Apa makna kebebasan? Apakah bisa seenaknya? Boleh dan harus terbuka, sampai telanjang atau bugil?
Orde Baru selalu disalahkan karena membelenggu kebebasan pers, membatasi kebebasan menyatakan pendapat dan banyak kebebasan lain. Orde Baru dulu menjalankan prinsip kebebasan yang bertanggung jawab.
Bentuk tanggung jawab itu adalah kontrol dan pengendalian sampai ke isi berita yang mau disiarkan. Selama Orde Baru, semua pemberitaan yang dianggap mencederai Pemerintahan Suharto langsung disikat habis, dicabut izin terbitnya. Majalah Tempo kena lebih dari sekali, Editor juga ditutup. Sinar Harapan, Detik dan Monitor pun dibredel. Pada 1978 ada tujuh koran yang dicabut sementara izinnya, termasuk Kompas, Sinar Harapan, Pelita dan Merdeka. Terbit kembali setelah menandatangani perjanjian dengan Kopkamtib. Pastilah perjanjian itu dalam rangka kontrol dan intimidasi.

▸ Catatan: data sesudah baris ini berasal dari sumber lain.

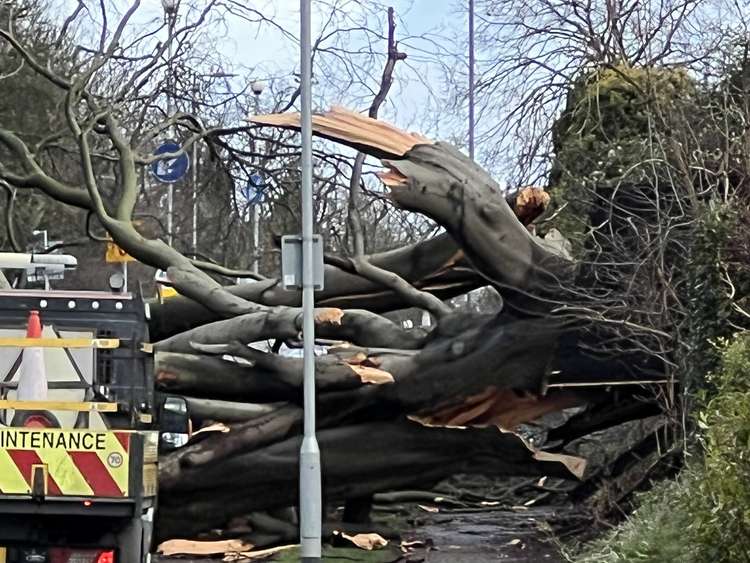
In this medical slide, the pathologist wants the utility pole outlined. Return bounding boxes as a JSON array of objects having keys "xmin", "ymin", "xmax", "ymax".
[
  {"xmin": 469, "ymin": 0, "xmax": 474, "ymax": 160},
  {"xmin": 299, "ymin": 0, "xmax": 323, "ymax": 563}
]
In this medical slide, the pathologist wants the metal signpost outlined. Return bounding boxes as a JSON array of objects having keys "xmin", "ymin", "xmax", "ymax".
[
  {"xmin": 242, "ymin": 172, "xmax": 265, "ymax": 274},
  {"xmin": 151, "ymin": 141, "xmax": 190, "ymax": 246},
  {"xmin": 299, "ymin": 0, "xmax": 323, "ymax": 563}
]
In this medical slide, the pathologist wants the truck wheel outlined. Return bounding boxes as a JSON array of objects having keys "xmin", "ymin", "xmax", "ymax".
[{"xmin": 117, "ymin": 518, "xmax": 148, "ymax": 563}]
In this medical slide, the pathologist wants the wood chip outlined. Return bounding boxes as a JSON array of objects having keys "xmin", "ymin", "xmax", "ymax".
[
  {"xmin": 156, "ymin": 540, "xmax": 253, "ymax": 557},
  {"xmin": 191, "ymin": 422, "xmax": 230, "ymax": 438},
  {"xmin": 224, "ymin": 544, "xmax": 298, "ymax": 561},
  {"xmin": 349, "ymin": 365, "xmax": 394, "ymax": 385},
  {"xmin": 315, "ymin": 307, "xmax": 344, "ymax": 325},
  {"xmin": 333, "ymin": 530, "xmax": 388, "ymax": 551},
  {"xmin": 417, "ymin": 504, "xmax": 440, "ymax": 512}
]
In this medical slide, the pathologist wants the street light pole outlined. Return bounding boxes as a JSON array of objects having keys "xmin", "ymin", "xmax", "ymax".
[
  {"xmin": 469, "ymin": 0, "xmax": 474, "ymax": 160},
  {"xmin": 299, "ymin": 0, "xmax": 323, "ymax": 563},
  {"xmin": 192, "ymin": 76, "xmax": 198, "ymax": 258}
]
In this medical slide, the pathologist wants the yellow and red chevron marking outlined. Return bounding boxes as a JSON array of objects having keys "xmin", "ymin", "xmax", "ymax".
[{"xmin": 0, "ymin": 428, "xmax": 130, "ymax": 497}]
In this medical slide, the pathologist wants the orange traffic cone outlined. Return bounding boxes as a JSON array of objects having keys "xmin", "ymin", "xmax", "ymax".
[
  {"xmin": 17, "ymin": 311, "xmax": 47, "ymax": 401},
  {"xmin": 26, "ymin": 311, "xmax": 42, "ymax": 338}
]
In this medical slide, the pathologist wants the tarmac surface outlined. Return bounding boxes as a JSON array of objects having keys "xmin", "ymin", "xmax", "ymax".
[{"xmin": 406, "ymin": 509, "xmax": 565, "ymax": 563}]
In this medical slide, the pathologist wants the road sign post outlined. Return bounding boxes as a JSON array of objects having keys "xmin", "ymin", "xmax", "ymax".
[
  {"xmin": 151, "ymin": 141, "xmax": 190, "ymax": 246},
  {"xmin": 242, "ymin": 172, "xmax": 265, "ymax": 274}
]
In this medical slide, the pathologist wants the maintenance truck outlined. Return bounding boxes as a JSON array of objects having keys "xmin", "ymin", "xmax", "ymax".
[{"xmin": 0, "ymin": 253, "xmax": 189, "ymax": 563}]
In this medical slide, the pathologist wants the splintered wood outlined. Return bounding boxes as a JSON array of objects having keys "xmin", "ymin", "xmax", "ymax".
[
  {"xmin": 413, "ymin": 387, "xmax": 582, "ymax": 430},
  {"xmin": 315, "ymin": 307, "xmax": 344, "ymax": 325},
  {"xmin": 157, "ymin": 539, "xmax": 254, "ymax": 557},
  {"xmin": 248, "ymin": 106, "xmax": 432, "ymax": 158}
]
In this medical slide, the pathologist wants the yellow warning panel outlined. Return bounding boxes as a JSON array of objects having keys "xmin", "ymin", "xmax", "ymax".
[{"xmin": 0, "ymin": 428, "xmax": 130, "ymax": 496}]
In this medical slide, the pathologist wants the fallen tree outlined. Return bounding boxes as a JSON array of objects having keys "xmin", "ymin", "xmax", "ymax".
[{"xmin": 145, "ymin": 109, "xmax": 666, "ymax": 538}]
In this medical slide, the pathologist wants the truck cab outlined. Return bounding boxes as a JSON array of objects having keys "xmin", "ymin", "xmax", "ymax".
[{"xmin": 0, "ymin": 253, "xmax": 188, "ymax": 563}]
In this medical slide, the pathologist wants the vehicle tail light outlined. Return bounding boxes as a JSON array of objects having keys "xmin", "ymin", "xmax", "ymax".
[{"xmin": 48, "ymin": 547, "xmax": 115, "ymax": 563}]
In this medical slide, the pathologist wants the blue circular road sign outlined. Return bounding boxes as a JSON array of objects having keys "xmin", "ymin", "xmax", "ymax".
[
  {"xmin": 151, "ymin": 141, "xmax": 190, "ymax": 184},
  {"xmin": 240, "ymin": 172, "xmax": 266, "ymax": 205}
]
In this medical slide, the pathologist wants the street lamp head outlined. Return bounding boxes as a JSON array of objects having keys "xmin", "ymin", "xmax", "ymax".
[
  {"xmin": 161, "ymin": 0, "xmax": 180, "ymax": 16},
  {"xmin": 250, "ymin": 80, "xmax": 266, "ymax": 96}
]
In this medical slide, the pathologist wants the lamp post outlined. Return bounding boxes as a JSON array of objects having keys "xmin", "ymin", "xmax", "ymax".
[
  {"xmin": 250, "ymin": 80, "xmax": 266, "ymax": 274},
  {"xmin": 161, "ymin": 0, "xmax": 180, "ymax": 246},
  {"xmin": 469, "ymin": 0, "xmax": 474, "ymax": 160},
  {"xmin": 299, "ymin": 0, "xmax": 323, "ymax": 563}
]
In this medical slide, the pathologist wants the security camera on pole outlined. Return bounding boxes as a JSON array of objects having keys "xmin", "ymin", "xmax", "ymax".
[{"xmin": 300, "ymin": 0, "xmax": 323, "ymax": 563}]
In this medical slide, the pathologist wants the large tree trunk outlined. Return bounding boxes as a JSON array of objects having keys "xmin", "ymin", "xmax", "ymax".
[{"xmin": 151, "ymin": 110, "xmax": 663, "ymax": 538}]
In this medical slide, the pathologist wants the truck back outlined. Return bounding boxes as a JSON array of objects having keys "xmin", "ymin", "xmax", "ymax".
[{"xmin": 0, "ymin": 290, "xmax": 169, "ymax": 563}]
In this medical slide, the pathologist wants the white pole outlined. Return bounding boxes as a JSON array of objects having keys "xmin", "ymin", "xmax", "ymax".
[
  {"xmin": 253, "ymin": 93, "xmax": 261, "ymax": 274},
  {"xmin": 192, "ymin": 143, "xmax": 198, "ymax": 253},
  {"xmin": 299, "ymin": 0, "xmax": 323, "ymax": 563},
  {"xmin": 253, "ymin": 206, "xmax": 260, "ymax": 274}
]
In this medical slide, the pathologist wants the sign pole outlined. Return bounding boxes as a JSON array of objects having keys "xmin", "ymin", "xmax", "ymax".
[{"xmin": 299, "ymin": 0, "xmax": 323, "ymax": 563}]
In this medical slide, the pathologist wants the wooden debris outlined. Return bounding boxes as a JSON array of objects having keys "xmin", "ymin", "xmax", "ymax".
[
  {"xmin": 248, "ymin": 106, "xmax": 432, "ymax": 158},
  {"xmin": 156, "ymin": 539, "xmax": 254, "ymax": 557},
  {"xmin": 333, "ymin": 530, "xmax": 388, "ymax": 551},
  {"xmin": 349, "ymin": 365, "xmax": 394, "ymax": 385},
  {"xmin": 315, "ymin": 307, "xmax": 344, "ymax": 325}
]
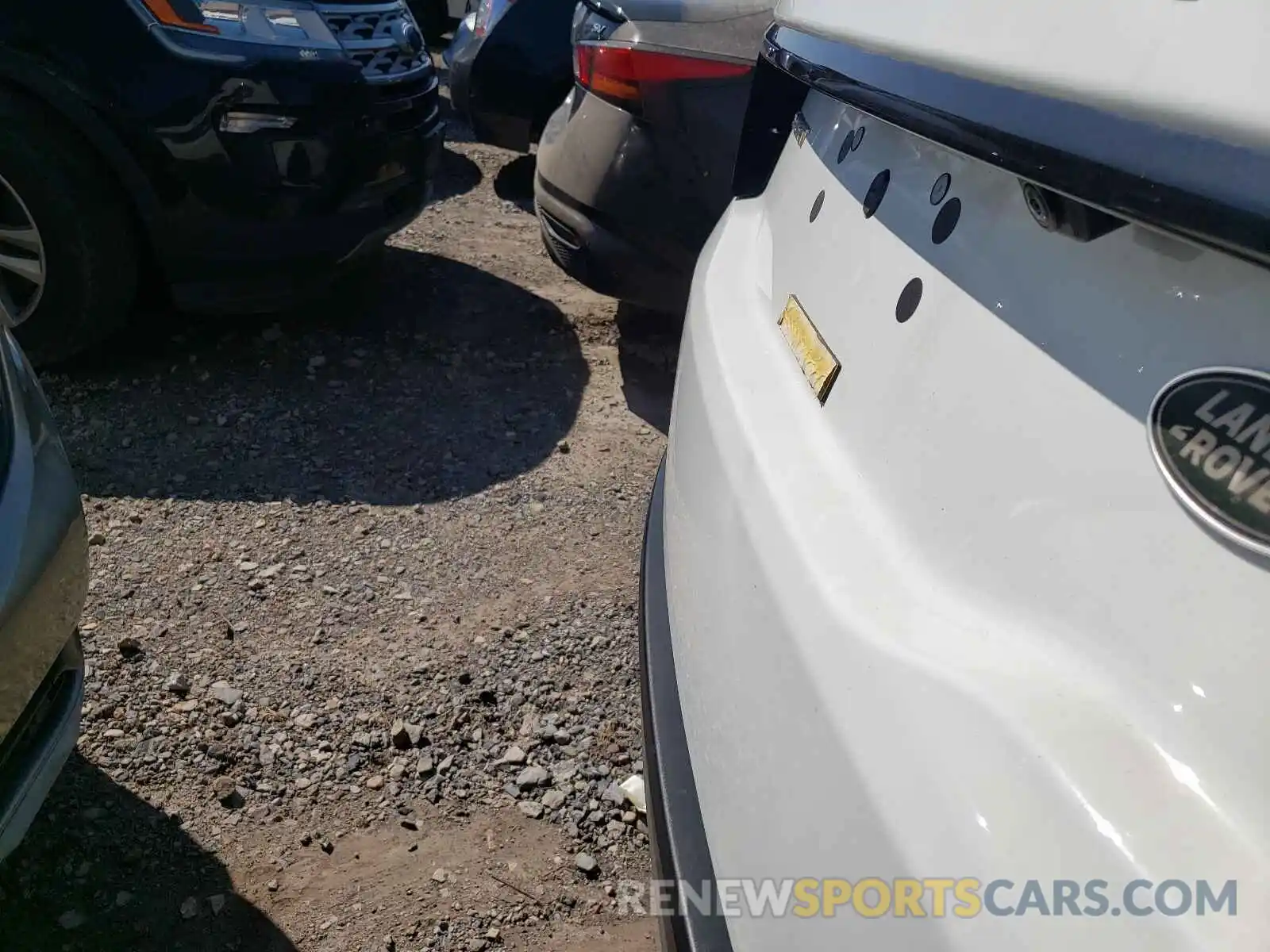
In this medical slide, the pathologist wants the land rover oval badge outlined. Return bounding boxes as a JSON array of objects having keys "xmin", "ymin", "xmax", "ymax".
[{"xmin": 1148, "ymin": 367, "xmax": 1270, "ymax": 556}]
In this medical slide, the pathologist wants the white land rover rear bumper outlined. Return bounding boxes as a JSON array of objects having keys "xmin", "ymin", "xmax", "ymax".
[{"xmin": 664, "ymin": 61, "xmax": 1270, "ymax": 952}]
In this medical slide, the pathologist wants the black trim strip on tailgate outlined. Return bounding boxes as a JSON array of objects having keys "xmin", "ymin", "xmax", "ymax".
[{"xmin": 756, "ymin": 25, "xmax": 1270, "ymax": 269}]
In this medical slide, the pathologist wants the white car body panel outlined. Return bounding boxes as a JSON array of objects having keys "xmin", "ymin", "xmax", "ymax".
[
  {"xmin": 776, "ymin": 0, "xmax": 1270, "ymax": 144},
  {"xmin": 664, "ymin": 76, "xmax": 1270, "ymax": 952}
]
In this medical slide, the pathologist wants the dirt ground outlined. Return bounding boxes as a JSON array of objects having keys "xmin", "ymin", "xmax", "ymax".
[{"xmin": 0, "ymin": 80, "xmax": 678, "ymax": 952}]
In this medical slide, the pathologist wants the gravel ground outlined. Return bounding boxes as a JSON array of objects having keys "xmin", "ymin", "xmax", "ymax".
[{"xmin": 0, "ymin": 76, "xmax": 677, "ymax": 952}]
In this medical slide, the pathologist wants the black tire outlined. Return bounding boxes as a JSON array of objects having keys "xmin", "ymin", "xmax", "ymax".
[
  {"xmin": 0, "ymin": 91, "xmax": 137, "ymax": 366},
  {"xmin": 409, "ymin": 0, "xmax": 455, "ymax": 46}
]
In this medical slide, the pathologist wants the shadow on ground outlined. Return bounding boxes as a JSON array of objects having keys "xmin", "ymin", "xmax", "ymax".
[
  {"xmin": 0, "ymin": 754, "xmax": 294, "ymax": 952},
  {"xmin": 494, "ymin": 155, "xmax": 537, "ymax": 212},
  {"xmin": 432, "ymin": 148, "xmax": 480, "ymax": 202},
  {"xmin": 618, "ymin": 302, "xmax": 683, "ymax": 433},
  {"xmin": 44, "ymin": 248, "xmax": 588, "ymax": 505}
]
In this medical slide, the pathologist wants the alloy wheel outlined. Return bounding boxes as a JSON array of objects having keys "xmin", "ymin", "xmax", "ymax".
[{"xmin": 0, "ymin": 176, "xmax": 46, "ymax": 328}]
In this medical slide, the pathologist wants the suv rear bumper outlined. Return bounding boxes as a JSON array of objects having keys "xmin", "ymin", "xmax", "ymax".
[
  {"xmin": 0, "ymin": 330, "xmax": 87, "ymax": 859},
  {"xmin": 0, "ymin": 636, "xmax": 84, "ymax": 861},
  {"xmin": 156, "ymin": 74, "xmax": 446, "ymax": 313},
  {"xmin": 639, "ymin": 463, "xmax": 732, "ymax": 952}
]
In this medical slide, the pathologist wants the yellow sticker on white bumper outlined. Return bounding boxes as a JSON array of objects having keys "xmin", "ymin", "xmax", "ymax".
[{"xmin": 776, "ymin": 294, "xmax": 842, "ymax": 404}]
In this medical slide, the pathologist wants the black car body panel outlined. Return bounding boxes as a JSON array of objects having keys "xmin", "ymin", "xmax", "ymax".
[
  {"xmin": 447, "ymin": 0, "xmax": 576, "ymax": 152},
  {"xmin": 639, "ymin": 461, "xmax": 732, "ymax": 952},
  {"xmin": 0, "ymin": 0, "xmax": 443, "ymax": 309},
  {"xmin": 535, "ymin": 0, "xmax": 771, "ymax": 313}
]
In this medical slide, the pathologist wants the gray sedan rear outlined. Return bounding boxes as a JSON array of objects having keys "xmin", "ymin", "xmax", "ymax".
[{"xmin": 535, "ymin": 0, "xmax": 772, "ymax": 311}]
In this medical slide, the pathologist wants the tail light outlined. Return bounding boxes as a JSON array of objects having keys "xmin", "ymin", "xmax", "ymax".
[
  {"xmin": 472, "ymin": 0, "xmax": 516, "ymax": 36},
  {"xmin": 574, "ymin": 43, "xmax": 754, "ymax": 106}
]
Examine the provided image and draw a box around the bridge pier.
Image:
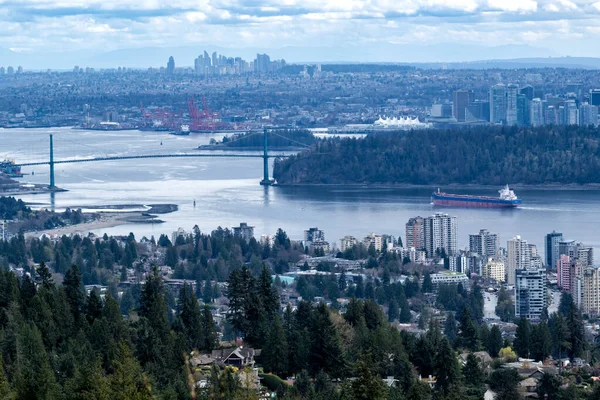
[50,134,56,189]
[260,128,275,186]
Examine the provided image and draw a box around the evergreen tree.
[462,353,485,400]
[309,303,345,378]
[63,265,85,324]
[15,323,60,400]
[200,305,218,351]
[434,337,461,396]
[444,312,456,345]
[535,372,562,400]
[388,299,400,322]
[352,354,388,400]
[177,284,203,349]
[85,290,103,325]
[398,293,412,324]
[487,325,503,358]
[261,315,288,377]
[458,306,479,351]
[530,322,552,361]
[566,299,585,360]
[108,343,154,400]
[421,272,433,293]
[513,317,531,358]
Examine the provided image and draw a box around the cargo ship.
[431,185,521,208]
[0,159,23,178]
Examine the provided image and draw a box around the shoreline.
[272,183,600,191]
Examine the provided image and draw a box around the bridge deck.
[15,154,289,167]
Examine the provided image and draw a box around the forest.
[0,223,600,400]
[211,129,318,149]
[274,126,600,185]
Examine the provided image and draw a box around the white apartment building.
[423,213,458,258]
[505,236,531,285]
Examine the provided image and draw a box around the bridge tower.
[50,134,56,189]
[260,128,275,186]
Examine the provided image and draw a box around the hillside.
[274,126,600,185]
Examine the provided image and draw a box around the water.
[0,128,600,254]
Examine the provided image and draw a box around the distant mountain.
[409,57,600,69]
[0,42,600,70]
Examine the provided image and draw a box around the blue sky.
[0,0,600,64]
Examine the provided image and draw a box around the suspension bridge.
[9,128,300,189]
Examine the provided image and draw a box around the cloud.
[0,0,600,57]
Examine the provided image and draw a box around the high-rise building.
[579,102,598,126]
[363,232,383,251]
[581,267,600,317]
[483,258,506,282]
[556,254,577,293]
[340,236,358,253]
[519,85,534,101]
[506,83,519,125]
[423,213,458,257]
[469,229,498,259]
[465,100,490,122]
[517,94,531,126]
[490,83,506,124]
[544,231,563,270]
[558,239,577,260]
[167,56,175,75]
[529,99,544,126]
[589,89,600,106]
[515,269,546,321]
[564,100,579,125]
[506,236,531,285]
[405,217,425,250]
[452,90,475,122]
[233,222,254,242]
[304,227,325,242]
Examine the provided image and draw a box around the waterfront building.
[506,236,531,285]
[260,235,273,247]
[506,83,519,126]
[423,213,458,258]
[340,236,358,253]
[363,232,383,251]
[544,231,563,270]
[519,85,534,101]
[558,239,577,259]
[529,99,544,126]
[589,89,600,107]
[556,254,578,293]
[517,94,531,126]
[515,269,546,321]
[304,227,325,242]
[581,267,600,317]
[490,83,506,124]
[483,258,506,282]
[171,228,187,246]
[452,90,475,122]
[233,222,254,242]
[469,229,498,258]
[167,56,175,75]
[579,103,598,126]
[430,271,469,288]
[448,254,469,274]
[564,100,579,125]
[405,217,425,250]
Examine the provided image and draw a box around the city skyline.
[0,0,600,68]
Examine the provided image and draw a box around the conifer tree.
[513,317,531,358]
[261,315,288,377]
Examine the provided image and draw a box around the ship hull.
[431,193,521,208]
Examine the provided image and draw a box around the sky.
[0,0,600,65]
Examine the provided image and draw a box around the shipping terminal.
[431,185,521,208]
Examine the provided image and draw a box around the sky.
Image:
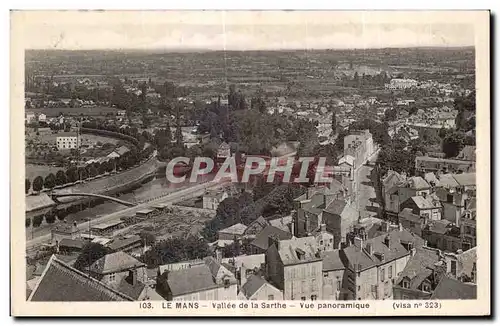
[12,11,476,50]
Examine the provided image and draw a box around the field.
[26,131,118,145]
[28,106,117,118]
[26,164,61,181]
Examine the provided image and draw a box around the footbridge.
[52,192,137,207]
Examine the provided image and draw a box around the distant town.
[24,47,477,301]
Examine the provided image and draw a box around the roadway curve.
[52,192,136,207]
[26,152,296,249]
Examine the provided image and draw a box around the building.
[244,216,269,238]
[341,226,424,300]
[50,222,80,243]
[422,220,462,252]
[157,257,237,301]
[415,156,476,175]
[27,255,134,302]
[88,251,147,287]
[266,237,323,301]
[322,200,360,249]
[106,235,142,252]
[217,223,247,240]
[400,193,443,224]
[203,190,229,210]
[393,247,445,300]
[385,78,418,90]
[322,249,348,300]
[250,225,292,254]
[217,142,231,159]
[385,177,432,224]
[56,136,81,150]
[460,198,477,250]
[238,275,283,301]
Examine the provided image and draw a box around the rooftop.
[89,251,145,275]
[28,256,133,302]
[219,223,247,235]
[251,225,292,250]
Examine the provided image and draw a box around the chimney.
[384,235,391,247]
[354,236,363,249]
[366,243,373,256]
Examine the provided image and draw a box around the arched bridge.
[52,192,137,207]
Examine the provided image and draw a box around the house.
[460,198,477,250]
[50,222,80,243]
[203,190,229,210]
[398,208,426,237]
[430,276,477,300]
[436,173,476,226]
[400,193,442,224]
[322,249,347,300]
[393,247,445,300]
[311,224,335,251]
[341,227,424,300]
[27,255,134,302]
[244,216,269,238]
[250,225,292,254]
[422,220,462,252]
[106,235,142,252]
[268,215,293,234]
[238,275,283,301]
[217,223,247,241]
[385,177,432,224]
[157,257,237,301]
[415,156,476,174]
[322,200,360,249]
[217,142,231,159]
[88,251,147,287]
[266,237,323,300]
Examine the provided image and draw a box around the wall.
[284,261,323,300]
[323,269,345,300]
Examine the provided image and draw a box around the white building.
[56,136,80,149]
[385,78,418,90]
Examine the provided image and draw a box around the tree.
[56,170,66,186]
[33,176,43,192]
[45,211,56,224]
[73,242,108,271]
[66,166,78,183]
[33,215,43,228]
[24,178,31,194]
[443,131,465,158]
[139,231,156,246]
[43,173,56,189]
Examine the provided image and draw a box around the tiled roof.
[251,225,292,250]
[453,173,476,186]
[25,192,56,212]
[344,229,424,270]
[431,276,477,300]
[219,223,247,235]
[278,237,321,265]
[116,276,146,300]
[89,251,145,275]
[28,256,133,302]
[396,247,439,289]
[322,249,345,271]
[167,265,218,297]
[107,235,141,251]
[240,275,267,299]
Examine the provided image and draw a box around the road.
[26,152,296,249]
[356,150,379,218]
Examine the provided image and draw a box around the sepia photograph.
[10,10,490,316]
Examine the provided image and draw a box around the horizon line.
[25,44,475,52]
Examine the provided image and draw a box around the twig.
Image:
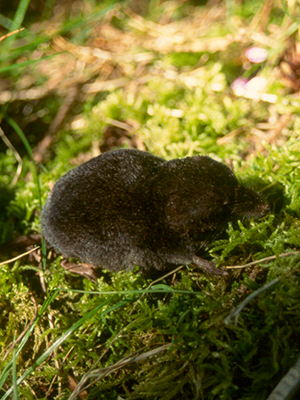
[0,246,40,266]
[0,28,25,42]
[69,343,172,400]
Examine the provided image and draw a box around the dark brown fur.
[42,150,268,271]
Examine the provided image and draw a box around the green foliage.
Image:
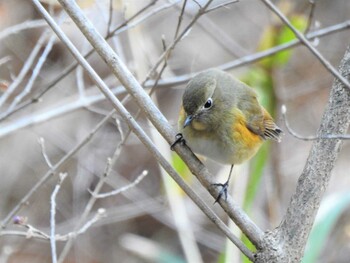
[302,193,350,263]
[258,15,307,70]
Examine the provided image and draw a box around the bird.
[171,68,283,203]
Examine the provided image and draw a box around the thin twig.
[0,20,350,138]
[261,0,350,89]
[38,137,53,169]
[50,173,67,263]
[0,0,171,121]
[89,170,148,199]
[0,29,50,107]
[174,0,187,39]
[32,0,254,260]
[0,56,12,67]
[205,0,239,13]
[281,105,350,141]
[1,110,115,228]
[107,0,113,36]
[0,19,47,40]
[4,35,56,115]
[304,0,316,34]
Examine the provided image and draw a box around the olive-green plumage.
[179,69,282,164]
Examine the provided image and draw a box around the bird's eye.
[204,98,213,109]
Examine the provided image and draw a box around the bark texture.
[255,47,350,263]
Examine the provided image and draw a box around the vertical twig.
[32,0,254,260]
[50,173,67,263]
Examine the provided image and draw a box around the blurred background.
[0,0,350,263]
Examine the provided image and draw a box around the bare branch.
[0,19,47,40]
[1,111,114,228]
[304,0,316,34]
[255,46,350,263]
[261,0,350,89]
[33,0,256,259]
[281,105,350,141]
[205,0,239,13]
[50,173,67,263]
[0,30,50,107]
[38,137,53,169]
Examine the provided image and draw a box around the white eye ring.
[203,98,213,109]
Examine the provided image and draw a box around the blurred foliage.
[302,193,350,263]
[241,10,307,262]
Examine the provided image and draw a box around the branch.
[256,46,350,263]
[261,0,350,89]
[32,0,262,259]
[0,111,114,228]
[281,105,350,141]
[50,173,67,263]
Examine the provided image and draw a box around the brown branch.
[256,46,350,263]
[261,0,350,89]
[32,0,262,259]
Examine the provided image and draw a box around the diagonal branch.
[32,0,256,260]
[261,0,350,89]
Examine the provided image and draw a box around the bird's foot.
[170,133,186,151]
[212,181,228,204]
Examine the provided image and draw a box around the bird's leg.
[213,164,233,204]
[170,133,186,151]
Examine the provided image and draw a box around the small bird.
[172,69,282,203]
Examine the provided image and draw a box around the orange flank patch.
[232,111,262,151]
[179,106,186,127]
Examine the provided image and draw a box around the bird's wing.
[237,90,282,142]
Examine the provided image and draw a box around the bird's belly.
[183,132,261,164]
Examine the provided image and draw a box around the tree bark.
[256,46,350,263]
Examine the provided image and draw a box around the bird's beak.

Jika tidak ada pemberitaan yang buruk tentang pemerintah seperti korupsi, jangan dikira Pemerintahan Orde Baru tidak korup. Korupsinya pasti ada dan besar-beasaran, tetapi pemberitaannya tak bakalan muncul. Pada 1990an, Tempo, Detik dan Editor dihabisi karena memberitaan dugaan korupsi pembelian kapal perang dari Jerman Timur.
Khusus untuk berita konflik, Orde Baru mrngendalikannya dengan maksud agar konflik tidak meluas. Berbagai alasan digunakan untuk membatasi pemberitaan.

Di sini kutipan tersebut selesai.